ADCs, DACs and Digital I/O are the main candidates. These are the bread and butter functions of typical DAQ applications. Pairing these up with big buffers and DMA is a fundamental goal of my design. So XMEM is a necessity. As far as data bus width mismatches go, I have to fall back on a CPLD or some discrete logic to deal with that issue.
One important design note, everything is 3.3V. It is just easier to deal with 3.3V parts nowadays because they are cheaper and easier to find. This means that there are buffers between this circuit and the Arduino. Based on the Atmel specifications, a logic high is 0.7*VCC, which is 3.5 volts. Neither the CPLDS nor the memory can deliver that logic level. On the peripheral side, the logic level may be an issue.

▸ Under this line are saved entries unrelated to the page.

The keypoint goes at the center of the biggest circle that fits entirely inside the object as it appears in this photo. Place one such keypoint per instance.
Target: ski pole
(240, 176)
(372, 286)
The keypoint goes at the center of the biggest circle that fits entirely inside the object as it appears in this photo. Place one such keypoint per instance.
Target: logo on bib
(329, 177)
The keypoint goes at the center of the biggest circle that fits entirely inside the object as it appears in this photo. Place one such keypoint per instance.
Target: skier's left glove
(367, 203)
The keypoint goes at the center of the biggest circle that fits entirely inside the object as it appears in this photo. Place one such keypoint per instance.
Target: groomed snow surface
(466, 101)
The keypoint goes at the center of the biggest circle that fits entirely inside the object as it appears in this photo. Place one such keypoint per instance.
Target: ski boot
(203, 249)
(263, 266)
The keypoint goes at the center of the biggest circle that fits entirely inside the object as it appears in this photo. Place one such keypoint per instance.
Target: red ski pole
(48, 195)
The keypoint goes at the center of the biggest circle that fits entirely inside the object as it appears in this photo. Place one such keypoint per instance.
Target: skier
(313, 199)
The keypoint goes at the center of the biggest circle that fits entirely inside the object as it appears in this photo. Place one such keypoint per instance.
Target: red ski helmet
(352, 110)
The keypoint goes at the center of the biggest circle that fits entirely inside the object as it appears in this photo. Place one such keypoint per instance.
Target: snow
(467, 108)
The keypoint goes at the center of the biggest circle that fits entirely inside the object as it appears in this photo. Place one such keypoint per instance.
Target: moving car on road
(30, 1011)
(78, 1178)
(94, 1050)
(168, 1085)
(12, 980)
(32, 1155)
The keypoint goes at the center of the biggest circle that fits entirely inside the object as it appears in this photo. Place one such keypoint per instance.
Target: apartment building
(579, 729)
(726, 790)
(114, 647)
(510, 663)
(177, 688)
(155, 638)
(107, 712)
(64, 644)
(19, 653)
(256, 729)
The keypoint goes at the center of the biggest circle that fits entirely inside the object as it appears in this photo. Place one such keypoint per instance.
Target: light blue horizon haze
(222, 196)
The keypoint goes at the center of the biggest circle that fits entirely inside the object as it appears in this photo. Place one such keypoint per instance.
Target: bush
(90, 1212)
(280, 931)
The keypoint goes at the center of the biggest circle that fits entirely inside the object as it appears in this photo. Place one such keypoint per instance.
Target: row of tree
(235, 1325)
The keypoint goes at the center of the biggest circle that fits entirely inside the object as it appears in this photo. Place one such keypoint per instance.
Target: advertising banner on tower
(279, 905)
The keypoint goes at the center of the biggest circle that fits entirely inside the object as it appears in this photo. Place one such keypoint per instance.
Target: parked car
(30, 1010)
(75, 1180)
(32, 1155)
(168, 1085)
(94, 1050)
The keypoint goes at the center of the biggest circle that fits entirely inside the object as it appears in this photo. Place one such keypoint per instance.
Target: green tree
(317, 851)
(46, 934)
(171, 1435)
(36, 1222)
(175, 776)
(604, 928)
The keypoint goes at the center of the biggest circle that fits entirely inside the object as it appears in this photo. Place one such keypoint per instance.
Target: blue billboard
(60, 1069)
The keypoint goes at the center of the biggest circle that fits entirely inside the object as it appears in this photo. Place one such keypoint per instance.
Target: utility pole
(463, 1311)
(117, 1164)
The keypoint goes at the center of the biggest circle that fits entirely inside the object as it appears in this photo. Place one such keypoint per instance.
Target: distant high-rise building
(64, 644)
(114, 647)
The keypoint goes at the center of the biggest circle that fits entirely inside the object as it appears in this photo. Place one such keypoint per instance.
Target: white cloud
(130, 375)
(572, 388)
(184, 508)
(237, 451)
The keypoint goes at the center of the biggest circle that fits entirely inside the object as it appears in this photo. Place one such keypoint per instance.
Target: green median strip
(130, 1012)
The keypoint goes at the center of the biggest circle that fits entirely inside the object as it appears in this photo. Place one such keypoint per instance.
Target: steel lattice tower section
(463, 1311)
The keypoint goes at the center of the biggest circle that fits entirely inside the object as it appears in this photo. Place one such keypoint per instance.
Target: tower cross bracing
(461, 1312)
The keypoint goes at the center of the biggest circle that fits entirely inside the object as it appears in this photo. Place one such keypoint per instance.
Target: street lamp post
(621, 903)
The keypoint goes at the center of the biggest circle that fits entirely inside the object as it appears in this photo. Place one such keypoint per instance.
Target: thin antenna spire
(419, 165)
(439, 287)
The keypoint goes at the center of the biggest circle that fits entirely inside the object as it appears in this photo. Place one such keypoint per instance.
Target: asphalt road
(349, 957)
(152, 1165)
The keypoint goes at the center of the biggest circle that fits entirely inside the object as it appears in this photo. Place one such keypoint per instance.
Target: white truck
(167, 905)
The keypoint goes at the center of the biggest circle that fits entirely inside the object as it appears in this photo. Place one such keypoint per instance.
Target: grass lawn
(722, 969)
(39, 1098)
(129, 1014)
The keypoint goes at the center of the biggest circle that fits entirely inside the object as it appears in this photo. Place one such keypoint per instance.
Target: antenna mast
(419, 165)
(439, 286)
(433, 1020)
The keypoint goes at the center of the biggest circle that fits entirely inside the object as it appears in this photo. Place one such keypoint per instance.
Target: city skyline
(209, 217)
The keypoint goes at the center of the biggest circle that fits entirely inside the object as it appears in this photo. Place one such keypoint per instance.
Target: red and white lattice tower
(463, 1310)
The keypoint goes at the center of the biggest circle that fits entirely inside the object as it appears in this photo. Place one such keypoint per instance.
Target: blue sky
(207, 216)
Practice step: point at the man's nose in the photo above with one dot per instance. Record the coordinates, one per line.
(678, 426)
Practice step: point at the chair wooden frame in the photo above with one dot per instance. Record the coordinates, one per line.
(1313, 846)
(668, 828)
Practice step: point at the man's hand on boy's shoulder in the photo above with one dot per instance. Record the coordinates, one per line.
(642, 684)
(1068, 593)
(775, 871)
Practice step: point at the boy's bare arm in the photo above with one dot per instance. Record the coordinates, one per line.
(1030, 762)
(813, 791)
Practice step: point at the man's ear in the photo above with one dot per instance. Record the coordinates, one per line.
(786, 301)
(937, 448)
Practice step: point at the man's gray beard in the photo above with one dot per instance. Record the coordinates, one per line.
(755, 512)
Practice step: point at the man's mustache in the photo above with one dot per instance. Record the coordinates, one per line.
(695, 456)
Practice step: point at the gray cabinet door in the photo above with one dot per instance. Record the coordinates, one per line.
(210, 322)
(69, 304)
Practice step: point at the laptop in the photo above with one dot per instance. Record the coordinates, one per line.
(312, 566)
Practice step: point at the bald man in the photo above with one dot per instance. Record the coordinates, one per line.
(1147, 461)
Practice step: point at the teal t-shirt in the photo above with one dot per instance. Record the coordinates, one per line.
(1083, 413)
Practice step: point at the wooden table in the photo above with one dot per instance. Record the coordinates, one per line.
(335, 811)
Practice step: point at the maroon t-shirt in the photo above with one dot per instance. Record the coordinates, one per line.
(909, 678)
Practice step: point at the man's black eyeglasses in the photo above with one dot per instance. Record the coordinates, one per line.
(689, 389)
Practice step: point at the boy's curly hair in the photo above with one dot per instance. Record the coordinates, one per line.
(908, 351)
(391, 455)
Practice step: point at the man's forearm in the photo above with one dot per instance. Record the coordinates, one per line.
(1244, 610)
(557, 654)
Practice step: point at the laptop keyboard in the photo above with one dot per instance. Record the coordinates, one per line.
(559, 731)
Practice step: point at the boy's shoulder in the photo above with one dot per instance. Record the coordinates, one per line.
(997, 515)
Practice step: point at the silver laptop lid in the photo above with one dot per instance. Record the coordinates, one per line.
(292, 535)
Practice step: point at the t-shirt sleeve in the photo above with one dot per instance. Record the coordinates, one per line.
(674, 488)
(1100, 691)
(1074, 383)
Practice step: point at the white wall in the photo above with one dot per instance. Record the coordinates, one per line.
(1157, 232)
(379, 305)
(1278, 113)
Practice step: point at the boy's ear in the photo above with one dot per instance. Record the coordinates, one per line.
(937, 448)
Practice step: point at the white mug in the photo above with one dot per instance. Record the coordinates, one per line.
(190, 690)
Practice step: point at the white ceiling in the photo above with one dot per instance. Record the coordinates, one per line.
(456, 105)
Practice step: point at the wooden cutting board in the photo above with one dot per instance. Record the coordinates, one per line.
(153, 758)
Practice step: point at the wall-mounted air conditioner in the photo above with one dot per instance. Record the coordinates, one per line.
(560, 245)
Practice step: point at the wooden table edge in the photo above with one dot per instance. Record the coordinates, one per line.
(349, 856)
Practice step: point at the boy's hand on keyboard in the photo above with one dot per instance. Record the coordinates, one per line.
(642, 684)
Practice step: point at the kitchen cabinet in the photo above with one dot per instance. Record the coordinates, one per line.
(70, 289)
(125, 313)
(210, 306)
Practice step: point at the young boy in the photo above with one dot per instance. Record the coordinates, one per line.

If so, buffers would be needed to go from 3.3V to 5V.
For a totally Arduino-compatible shield, an alternative approach might be to implement XMEM, buffer and the desired function completely onboard. This would eliminate the need for having to use an expansion shield to get the I/O bus and a separate shield with the desired function to plug into that bus. This would be more in the Arduino spirit, so to speak, where a single shield implements the capability you are looking for.
Some of the PWM channels could be used to provide pacer clock signals. A few digital lines could be used for decoding, say three lines to act as module selects so that you could stack more than one module. And then there is the simple serial interface to check the status of a buffer transfer. A trigger line would also be needed to start things off, at least for triggered acquisitions. And an interrupt line, definitely an interrupt line!
Anyway, the script is the same. Enable XMEM, configure your chip, configure the buffer transfer byte count, configure the buffer mode (one-shot or circular), buffer direction (if needed), set up a PWM channel for the pacer signal (if needed), disable XMEM, and then either trigger immediately or wait for something that tells you to trigger. Then you wait for the interrupt to signal end of acquisition or output or whatever is meaningful for the type of function that the board providing. This offloads all of the data movement stuff into hardware.
The all in one approach dedicates the buffer to the specific board and function, but you still have XMEM to use to access both the buffer, the chip, and the memory controller. For an ADC, you could perform an acquisition, then pull chunks of acquired data through XMEM into internal memory for transmission over USB, Ethernet, or some other interface. For dynamic DAC, you would load the buffer with the waveform data from your com interface and then set it up to play out a single buffer cycle, or loop a specific number of times, or indefinitely. Digital I/O works the same way, although that can either be paced or be asynchronous, and handshaking would be supported if needed.
Once the simulation for the memory controller has been completed, the next step is to work on DMA. I'd really like to keep it in a CPLD, but the total gate count is borderline. If it does fit in a CPLD, then you are looking at about $3.50 for the logic. The cost of memory is $1.72 for 128K or $3.37 for 512K. Up to four RAM chips can be installed (all the same size). 5V to 3.3V buffers run about $1.65. Voltage regulator is about $1.20. These are quantity of 1 costs. You know the rest, PCB, connectors, the peripheral chip, some passive parts, etc. Anyway, that gives a ballpark idea.
I did look into DRAM, but SDRAM is really what is available now. The main issue with SDRAM is that it is QByte based. Refresh isn't such a big deal since they still can use CAS before RAS refresh, but getting around the QByte issue looks to be sticky, to say the least. For now, SRAM is the easiest to implement.